La réforme des retraites de 2010 a permis à la notion de pénibilité de recevoir enfin une définition juridique précise. Désormais, l’article L. 4121-3-1 du Code du travail la définit comme « l’exposition à un ou plusieurs facteurs de risques professionnels […] liés à des contraintes physiques marquées, à un environnement physique agressif ou à certains rythmes de travail susceptibles de laisser des traces durables, identifiables et irréversibles sur la santé du salarié ». La pénibilité s’applique à des activités professionnelles qui provoquent une usure anormalement rapide de l’organisme. Elle se distingue de la notion de dangerosité qui concerne, elle, des activités présentant des dangers immédiats.
La loi du 9 novembre 2010 met en place un dispositif de prévention de la pénibilité dans les parcours professionnels et un dispositif de compensation des situations de pénibilité.
D’abord, la loi impose à l’ensemble des entreprises, quelle que soit leur taille, une obligation générale de prévention du risque de pénibilité. Elles doivent s’y conformer avant le 1er janvier 2012. La prévention se traduit par une démarche en deux temps : une phase d’analyse puis une phase de mise en œuvre.
La phase d’analyse débute par un diagnostic. L’employeur recense les salariés qui exécutent des « travaux pénibles » incluant un ou plusieurs des facteurs de risque listés par le décret du 30 mars 2011, tels que les postures pénibles ou l’exposition à des températures extrêmes. Pour chacun des salariés concernés, l’employeur rédige ensuite une fiche individuelle précisant le type d’exposition, la durée et la nature des mesures de prévention mises en œuvre. Cette fiche viendra compléter le futur « dossier médical en santé au travail » prévu par l’article 60 de la loi. Constitué par le médecin du travail, ce document est conçu pour rassembler les informations portant sur l’état de santé du travailleur et les expositions auxquelles il a été soumis aux différents postes qu’il a occupés.
Une fois ce diagnostic réalisé, l’entreprise peut entamer l’étude des mesures de prévention qui doivent être mises en œuvre.
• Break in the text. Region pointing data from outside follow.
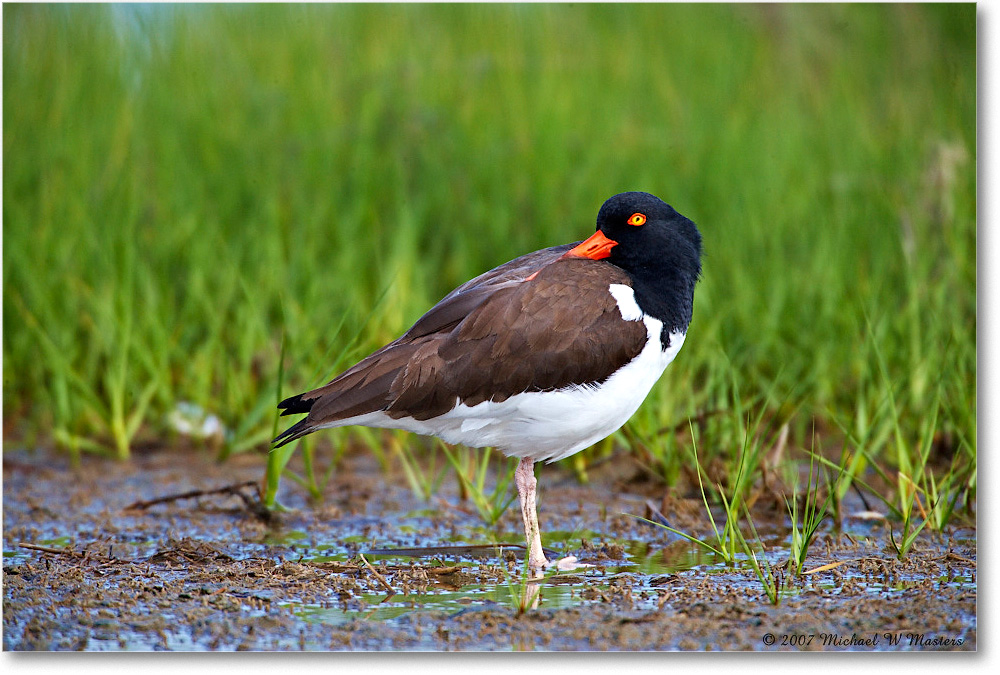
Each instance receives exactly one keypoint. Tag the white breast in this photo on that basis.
(552, 425)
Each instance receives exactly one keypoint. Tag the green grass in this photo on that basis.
(187, 189)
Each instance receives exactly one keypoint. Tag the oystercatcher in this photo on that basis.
(540, 357)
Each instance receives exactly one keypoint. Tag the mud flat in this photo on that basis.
(82, 571)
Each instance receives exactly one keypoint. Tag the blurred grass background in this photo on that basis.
(185, 187)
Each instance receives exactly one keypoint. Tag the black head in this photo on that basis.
(659, 249)
(652, 238)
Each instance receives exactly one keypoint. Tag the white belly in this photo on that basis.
(552, 425)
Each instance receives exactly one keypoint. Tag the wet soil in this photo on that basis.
(82, 571)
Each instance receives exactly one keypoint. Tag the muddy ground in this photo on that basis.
(83, 572)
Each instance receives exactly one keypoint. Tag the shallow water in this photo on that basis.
(206, 574)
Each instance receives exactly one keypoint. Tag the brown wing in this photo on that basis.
(491, 338)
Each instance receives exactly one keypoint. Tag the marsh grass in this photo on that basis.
(196, 197)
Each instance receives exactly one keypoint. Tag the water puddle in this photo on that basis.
(377, 568)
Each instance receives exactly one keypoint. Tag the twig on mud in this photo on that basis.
(48, 549)
(378, 576)
(233, 489)
(951, 555)
(347, 567)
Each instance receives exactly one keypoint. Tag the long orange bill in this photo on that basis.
(596, 247)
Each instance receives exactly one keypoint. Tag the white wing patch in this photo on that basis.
(625, 297)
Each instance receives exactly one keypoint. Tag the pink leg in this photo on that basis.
(524, 478)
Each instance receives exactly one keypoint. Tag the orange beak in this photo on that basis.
(596, 247)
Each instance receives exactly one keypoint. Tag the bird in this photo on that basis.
(540, 357)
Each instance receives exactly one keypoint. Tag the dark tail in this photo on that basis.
(291, 406)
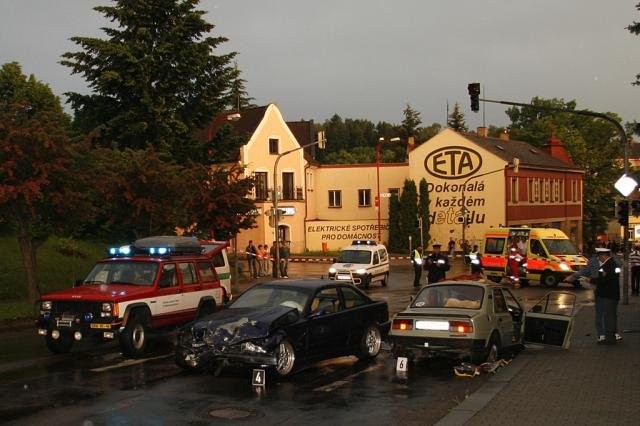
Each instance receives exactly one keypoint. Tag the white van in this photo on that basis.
(363, 262)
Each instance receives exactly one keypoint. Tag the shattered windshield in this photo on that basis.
(560, 247)
(450, 296)
(355, 256)
(122, 272)
(259, 296)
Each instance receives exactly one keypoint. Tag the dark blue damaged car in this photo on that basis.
(286, 326)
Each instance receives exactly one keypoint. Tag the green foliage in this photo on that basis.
(634, 28)
(592, 143)
(55, 270)
(155, 79)
(456, 119)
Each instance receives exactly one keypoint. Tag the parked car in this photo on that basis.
(286, 326)
(363, 262)
(156, 282)
(478, 321)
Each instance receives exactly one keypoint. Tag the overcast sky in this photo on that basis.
(370, 58)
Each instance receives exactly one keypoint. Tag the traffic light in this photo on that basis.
(474, 94)
(622, 210)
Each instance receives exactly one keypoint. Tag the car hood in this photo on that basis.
(101, 292)
(232, 326)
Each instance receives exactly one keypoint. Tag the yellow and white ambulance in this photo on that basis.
(549, 255)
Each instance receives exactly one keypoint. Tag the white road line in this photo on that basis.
(335, 385)
(127, 363)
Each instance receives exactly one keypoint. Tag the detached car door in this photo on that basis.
(550, 321)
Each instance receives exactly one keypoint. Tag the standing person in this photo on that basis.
(605, 275)
(272, 254)
(262, 254)
(284, 253)
(452, 247)
(436, 264)
(634, 264)
(251, 259)
(416, 261)
(267, 260)
(476, 261)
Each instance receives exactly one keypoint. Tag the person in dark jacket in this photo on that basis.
(436, 264)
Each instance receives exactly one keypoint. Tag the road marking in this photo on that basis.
(335, 385)
(127, 363)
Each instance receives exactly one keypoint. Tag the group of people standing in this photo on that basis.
(261, 259)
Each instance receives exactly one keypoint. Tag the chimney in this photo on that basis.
(483, 132)
(555, 148)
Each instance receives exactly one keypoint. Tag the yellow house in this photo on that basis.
(474, 182)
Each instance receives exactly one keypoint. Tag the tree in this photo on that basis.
(155, 79)
(36, 159)
(456, 119)
(239, 97)
(592, 144)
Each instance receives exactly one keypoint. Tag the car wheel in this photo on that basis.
(134, 337)
(370, 343)
(285, 358)
(549, 279)
(385, 280)
(62, 344)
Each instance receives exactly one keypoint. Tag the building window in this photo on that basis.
(364, 198)
(335, 198)
(273, 146)
(288, 190)
(261, 187)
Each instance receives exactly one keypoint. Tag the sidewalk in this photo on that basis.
(588, 384)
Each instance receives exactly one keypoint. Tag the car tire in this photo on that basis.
(385, 280)
(549, 279)
(370, 342)
(285, 358)
(133, 339)
(62, 344)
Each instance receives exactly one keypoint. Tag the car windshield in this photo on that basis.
(355, 256)
(560, 247)
(122, 272)
(450, 296)
(264, 295)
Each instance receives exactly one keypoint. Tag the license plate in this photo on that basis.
(105, 326)
(63, 323)
(432, 325)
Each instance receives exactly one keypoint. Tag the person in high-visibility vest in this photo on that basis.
(416, 261)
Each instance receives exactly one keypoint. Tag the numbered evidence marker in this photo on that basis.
(401, 364)
(258, 377)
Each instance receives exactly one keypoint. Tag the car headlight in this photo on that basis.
(252, 347)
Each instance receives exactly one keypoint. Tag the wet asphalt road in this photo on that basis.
(95, 385)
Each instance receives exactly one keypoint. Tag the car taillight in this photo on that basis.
(402, 324)
(460, 327)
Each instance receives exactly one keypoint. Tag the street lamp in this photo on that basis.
(515, 165)
(378, 203)
(321, 144)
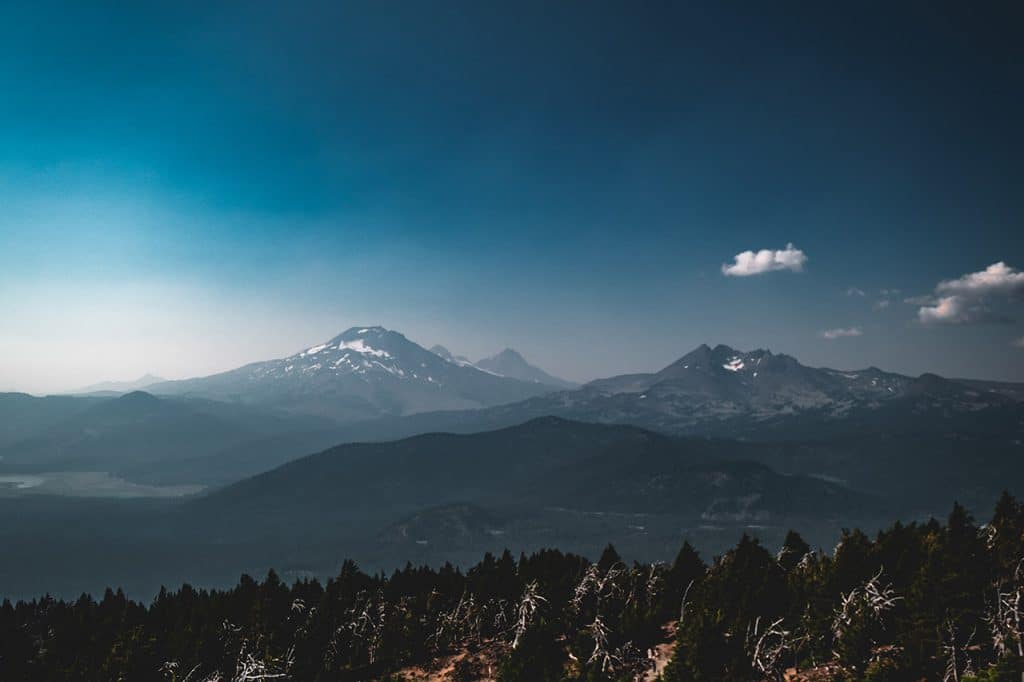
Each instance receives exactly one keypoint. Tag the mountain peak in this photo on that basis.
(353, 333)
(510, 364)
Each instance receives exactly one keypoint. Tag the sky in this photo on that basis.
(186, 187)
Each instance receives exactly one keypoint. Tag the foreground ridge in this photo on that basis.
(925, 600)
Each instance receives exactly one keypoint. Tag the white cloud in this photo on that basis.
(963, 300)
(996, 279)
(766, 260)
(948, 309)
(839, 333)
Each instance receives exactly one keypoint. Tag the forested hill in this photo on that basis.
(935, 601)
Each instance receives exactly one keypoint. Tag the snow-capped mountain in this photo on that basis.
(363, 373)
(511, 364)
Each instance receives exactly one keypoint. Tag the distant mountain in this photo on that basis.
(119, 386)
(364, 373)
(725, 392)
(562, 466)
(511, 364)
(146, 438)
(441, 351)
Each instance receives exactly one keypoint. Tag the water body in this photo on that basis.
(87, 484)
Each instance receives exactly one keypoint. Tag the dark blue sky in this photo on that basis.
(185, 187)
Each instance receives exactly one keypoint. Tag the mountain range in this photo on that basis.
(428, 457)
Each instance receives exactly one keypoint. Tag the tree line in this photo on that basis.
(932, 600)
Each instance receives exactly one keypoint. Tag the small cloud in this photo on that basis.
(766, 260)
(964, 300)
(948, 309)
(839, 333)
(996, 279)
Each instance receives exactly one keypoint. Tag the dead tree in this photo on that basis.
(528, 605)
(1006, 614)
(958, 664)
(767, 648)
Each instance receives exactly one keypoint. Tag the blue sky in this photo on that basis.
(185, 187)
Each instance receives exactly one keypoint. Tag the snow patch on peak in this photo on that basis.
(313, 350)
(360, 346)
(734, 365)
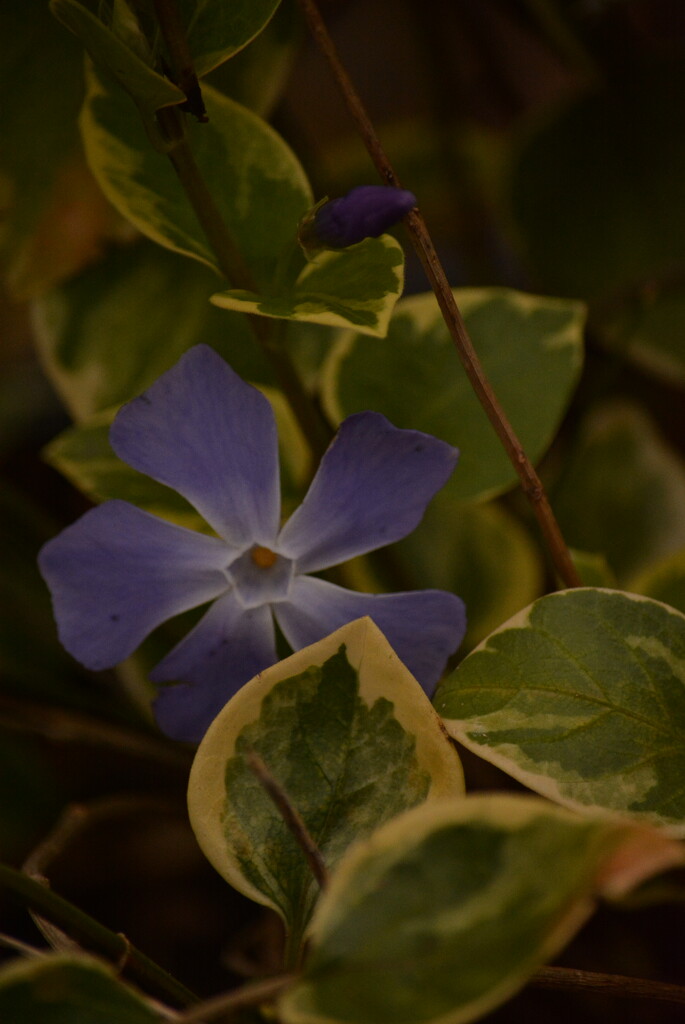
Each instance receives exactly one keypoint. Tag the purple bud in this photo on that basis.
(365, 212)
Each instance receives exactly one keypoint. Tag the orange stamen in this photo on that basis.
(263, 557)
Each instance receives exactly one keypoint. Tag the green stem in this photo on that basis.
(316, 431)
(89, 931)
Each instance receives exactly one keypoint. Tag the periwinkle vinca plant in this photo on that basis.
(250, 454)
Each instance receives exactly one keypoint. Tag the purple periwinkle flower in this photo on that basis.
(365, 212)
(118, 572)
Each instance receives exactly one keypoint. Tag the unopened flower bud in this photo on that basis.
(365, 212)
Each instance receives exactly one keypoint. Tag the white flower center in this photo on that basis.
(260, 577)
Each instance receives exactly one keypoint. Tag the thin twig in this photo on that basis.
(75, 820)
(90, 932)
(608, 984)
(423, 244)
(316, 431)
(251, 994)
(173, 31)
(291, 816)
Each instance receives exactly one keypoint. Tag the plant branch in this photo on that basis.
(89, 931)
(291, 816)
(315, 429)
(173, 32)
(530, 482)
(568, 979)
(248, 995)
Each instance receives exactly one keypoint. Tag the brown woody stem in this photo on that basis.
(530, 482)
(291, 816)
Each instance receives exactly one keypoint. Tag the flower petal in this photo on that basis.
(205, 432)
(225, 649)
(118, 572)
(424, 627)
(371, 488)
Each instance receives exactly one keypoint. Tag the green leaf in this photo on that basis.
(582, 697)
(530, 348)
(622, 493)
(598, 190)
(37, 120)
(276, 47)
(257, 184)
(356, 287)
(85, 457)
(55, 989)
(447, 910)
(216, 30)
(351, 737)
(98, 335)
(148, 89)
(480, 552)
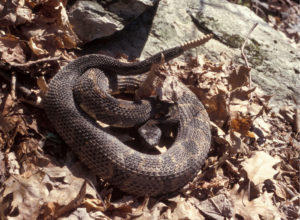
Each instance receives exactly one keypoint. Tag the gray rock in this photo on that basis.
(130, 9)
(91, 20)
(273, 58)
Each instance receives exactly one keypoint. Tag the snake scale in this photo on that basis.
(128, 169)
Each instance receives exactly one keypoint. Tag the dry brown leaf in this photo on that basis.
(12, 49)
(217, 207)
(242, 125)
(23, 196)
(260, 167)
(36, 47)
(256, 209)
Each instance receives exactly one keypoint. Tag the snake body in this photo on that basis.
(132, 171)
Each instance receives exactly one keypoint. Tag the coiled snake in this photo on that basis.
(132, 171)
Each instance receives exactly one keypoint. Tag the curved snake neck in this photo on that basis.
(128, 169)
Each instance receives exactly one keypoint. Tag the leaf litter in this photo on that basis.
(251, 172)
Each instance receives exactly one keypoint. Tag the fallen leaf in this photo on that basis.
(260, 167)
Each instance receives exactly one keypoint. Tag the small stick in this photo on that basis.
(244, 44)
(29, 63)
(244, 56)
(13, 86)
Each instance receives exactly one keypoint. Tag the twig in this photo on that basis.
(244, 44)
(31, 97)
(13, 86)
(29, 63)
(244, 56)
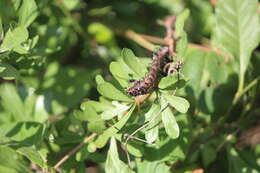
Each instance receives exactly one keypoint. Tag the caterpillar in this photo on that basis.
(150, 81)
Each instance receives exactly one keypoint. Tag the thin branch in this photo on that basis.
(137, 130)
(74, 150)
(248, 87)
(137, 38)
(158, 40)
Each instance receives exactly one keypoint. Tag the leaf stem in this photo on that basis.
(74, 150)
(141, 41)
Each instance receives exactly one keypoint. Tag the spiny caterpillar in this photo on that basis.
(150, 81)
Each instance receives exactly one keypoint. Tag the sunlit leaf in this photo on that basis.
(8, 72)
(133, 62)
(113, 163)
(170, 124)
(108, 90)
(152, 130)
(27, 12)
(180, 34)
(237, 29)
(14, 38)
(208, 155)
(32, 154)
(179, 103)
(117, 110)
(103, 138)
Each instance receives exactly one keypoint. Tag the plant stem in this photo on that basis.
(74, 150)
(141, 41)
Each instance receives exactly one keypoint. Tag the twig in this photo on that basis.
(74, 150)
(164, 42)
(169, 36)
(137, 130)
(213, 2)
(137, 38)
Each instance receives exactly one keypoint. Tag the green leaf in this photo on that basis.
(71, 4)
(237, 164)
(202, 68)
(103, 138)
(209, 154)
(101, 32)
(26, 133)
(1, 29)
(113, 163)
(9, 98)
(237, 29)
(27, 13)
(14, 38)
(117, 110)
(98, 106)
(32, 154)
(119, 73)
(179, 103)
(10, 159)
(171, 83)
(96, 124)
(152, 167)
(133, 62)
(170, 124)
(108, 90)
(152, 130)
(99, 79)
(180, 34)
(167, 81)
(8, 72)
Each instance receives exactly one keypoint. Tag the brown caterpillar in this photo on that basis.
(150, 81)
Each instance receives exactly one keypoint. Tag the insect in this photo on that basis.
(150, 81)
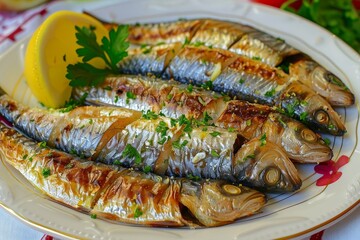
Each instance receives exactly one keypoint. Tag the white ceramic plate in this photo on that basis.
(286, 215)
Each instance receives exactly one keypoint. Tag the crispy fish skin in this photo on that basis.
(125, 195)
(250, 42)
(174, 99)
(168, 32)
(236, 37)
(253, 81)
(157, 142)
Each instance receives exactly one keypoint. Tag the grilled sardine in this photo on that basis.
(174, 147)
(245, 79)
(124, 195)
(174, 99)
(246, 41)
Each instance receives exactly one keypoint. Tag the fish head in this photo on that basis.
(323, 82)
(266, 166)
(216, 202)
(300, 143)
(311, 108)
(337, 93)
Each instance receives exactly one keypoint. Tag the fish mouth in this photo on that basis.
(275, 170)
(314, 155)
(333, 89)
(252, 203)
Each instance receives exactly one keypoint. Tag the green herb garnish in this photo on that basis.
(270, 93)
(214, 153)
(73, 103)
(111, 50)
(263, 139)
(131, 152)
(176, 144)
(248, 122)
(327, 141)
(150, 115)
(215, 133)
(147, 169)
(42, 144)
(129, 95)
(45, 172)
(207, 85)
(231, 129)
(190, 88)
(250, 156)
(303, 116)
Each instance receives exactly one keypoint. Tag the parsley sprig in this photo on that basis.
(111, 50)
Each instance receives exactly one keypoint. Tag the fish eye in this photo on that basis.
(231, 189)
(331, 78)
(271, 176)
(322, 117)
(308, 135)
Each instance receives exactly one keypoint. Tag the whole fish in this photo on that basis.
(246, 79)
(124, 195)
(322, 81)
(174, 147)
(174, 99)
(247, 41)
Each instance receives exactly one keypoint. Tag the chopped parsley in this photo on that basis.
(173, 122)
(263, 139)
(193, 178)
(207, 85)
(117, 162)
(45, 172)
(198, 44)
(137, 212)
(303, 116)
(131, 152)
(129, 95)
(202, 101)
(150, 115)
(162, 128)
(327, 141)
(215, 133)
(270, 93)
(190, 88)
(214, 153)
(250, 156)
(186, 41)
(42, 144)
(72, 103)
(285, 66)
(147, 169)
(231, 129)
(169, 96)
(176, 144)
(248, 122)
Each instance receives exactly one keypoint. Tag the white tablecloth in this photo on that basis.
(12, 228)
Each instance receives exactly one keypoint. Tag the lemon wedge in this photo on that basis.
(51, 48)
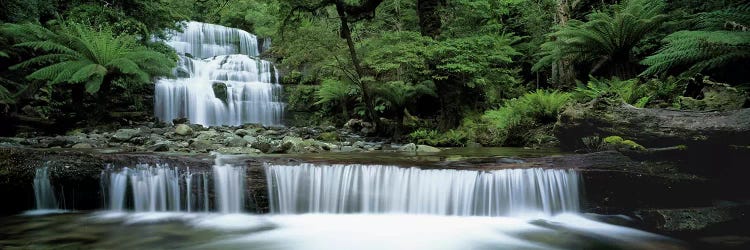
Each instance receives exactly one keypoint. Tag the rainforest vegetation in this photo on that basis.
(437, 72)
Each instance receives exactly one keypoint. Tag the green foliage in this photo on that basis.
(400, 94)
(598, 87)
(532, 109)
(75, 53)
(334, 91)
(607, 39)
(724, 39)
(698, 51)
(616, 142)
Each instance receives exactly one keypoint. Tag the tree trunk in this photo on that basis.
(563, 72)
(448, 94)
(651, 128)
(347, 35)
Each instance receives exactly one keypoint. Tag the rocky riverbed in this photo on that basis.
(248, 139)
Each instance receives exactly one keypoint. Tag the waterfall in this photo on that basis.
(160, 188)
(44, 194)
(389, 189)
(220, 80)
(230, 188)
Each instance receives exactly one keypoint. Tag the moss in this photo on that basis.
(613, 139)
(617, 142)
(329, 136)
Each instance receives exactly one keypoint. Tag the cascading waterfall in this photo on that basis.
(220, 80)
(159, 188)
(389, 189)
(44, 194)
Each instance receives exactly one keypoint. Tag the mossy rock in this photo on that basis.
(220, 91)
(329, 137)
(616, 142)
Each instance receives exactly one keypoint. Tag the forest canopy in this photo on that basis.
(447, 72)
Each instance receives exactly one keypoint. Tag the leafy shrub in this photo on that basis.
(519, 115)
(596, 87)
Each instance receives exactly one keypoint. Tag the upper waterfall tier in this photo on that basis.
(204, 40)
(389, 189)
(220, 81)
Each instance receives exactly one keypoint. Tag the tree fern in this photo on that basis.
(725, 39)
(606, 40)
(77, 54)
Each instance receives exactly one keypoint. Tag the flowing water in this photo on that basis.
(219, 79)
(390, 189)
(44, 194)
(331, 207)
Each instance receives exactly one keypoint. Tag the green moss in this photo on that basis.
(617, 142)
(613, 139)
(329, 136)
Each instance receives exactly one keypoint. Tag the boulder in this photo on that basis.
(183, 129)
(411, 147)
(714, 96)
(82, 145)
(123, 135)
(605, 117)
(427, 149)
(201, 145)
(235, 142)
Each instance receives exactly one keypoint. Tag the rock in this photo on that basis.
(357, 125)
(235, 142)
(651, 127)
(220, 91)
(181, 120)
(210, 134)
(183, 129)
(714, 96)
(411, 147)
(264, 146)
(123, 135)
(82, 145)
(159, 147)
(242, 132)
(201, 145)
(427, 149)
(358, 144)
(693, 219)
(238, 150)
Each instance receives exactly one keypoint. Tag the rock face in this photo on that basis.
(183, 129)
(651, 127)
(694, 219)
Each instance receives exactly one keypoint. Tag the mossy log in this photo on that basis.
(652, 127)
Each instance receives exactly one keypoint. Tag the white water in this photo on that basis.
(44, 194)
(230, 188)
(389, 189)
(220, 55)
(160, 188)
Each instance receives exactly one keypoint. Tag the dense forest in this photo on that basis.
(374, 124)
(444, 73)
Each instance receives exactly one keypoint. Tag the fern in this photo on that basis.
(606, 39)
(698, 51)
(74, 53)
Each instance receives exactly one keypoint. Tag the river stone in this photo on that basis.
(124, 134)
(183, 129)
(159, 147)
(82, 145)
(263, 146)
(427, 149)
(201, 145)
(235, 142)
(238, 150)
(411, 147)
À cette fin, les entreprises de plus de cinquante salariés, ou appartenant à un groupe de plus de cinquante salariés, et non-couvertes par un accord de branche dans le domaine, doivent négocier un accord ou élaborer un plan d’action relatif à la prévention de la pénibilité. À défaut, elles devront s’acquitter d’une pénalité financière pouvant atteindre 1 % de la masse salariale. Le montant définitif de la pénalité sera fixé par la direction régionale des entreprises, de la concurrence, de la consommation, du travail et de l’emploi, qui tiendra compte des efforts éventuels de l’employeur pour prévenir la pénibilité de l’activité de ses salariés. La pénalité sera recouvrée par les URSSAF.
La loi du 9 novembre 2010 prévoit également des mécanismes de compensation des situations de pénibilité. Certains salariés peuvent ainsi demander le bénéfice d’une retraite anticipée en raison de la pénibilité de leurs parcours professionnels. Ils pourront partir en retraite dès soixante ans tout en bénéficiant d’une pension à taux plein et ce même s’ils n’ont pas cumulé la durée d’assurance requise. Pour cela, ils doivent justifier d’un taux d’incapacité d’origine professionnelle au moins égal à 20 %, ou compris entre 10 % et 20 % sous réserve d’une exposition d’au moins dix-sept ans à des facteurs de risques professionnels et après avis d’une commission pluridisciplinaire. Le salarié pourra s’appuyer sur les fiches individuelles de son « dossier médical en santé au travail » pour faire état de la pénibilité de son parcours professionnel.
Si ce décret du 30 mars 2011 était attendu, on peut s’étonner de l’absence du stress dans la liste des facteurs de pénibilité, alors même qu’en ce domaine pèsent des obligations de prévention semblables à celles en vigueur pour la pénibilité. Sans doute, la définition des facteurs de risques donnée par le décret, dont certains commentateurs ont pu estimer qu’elle apparaissait incomplète, doit-elle inviter les partenaires sociaux à compléter, par la négociation, le cadre juridique existant dans le sens d’une plus grande précision et d’une plus grande cohérence.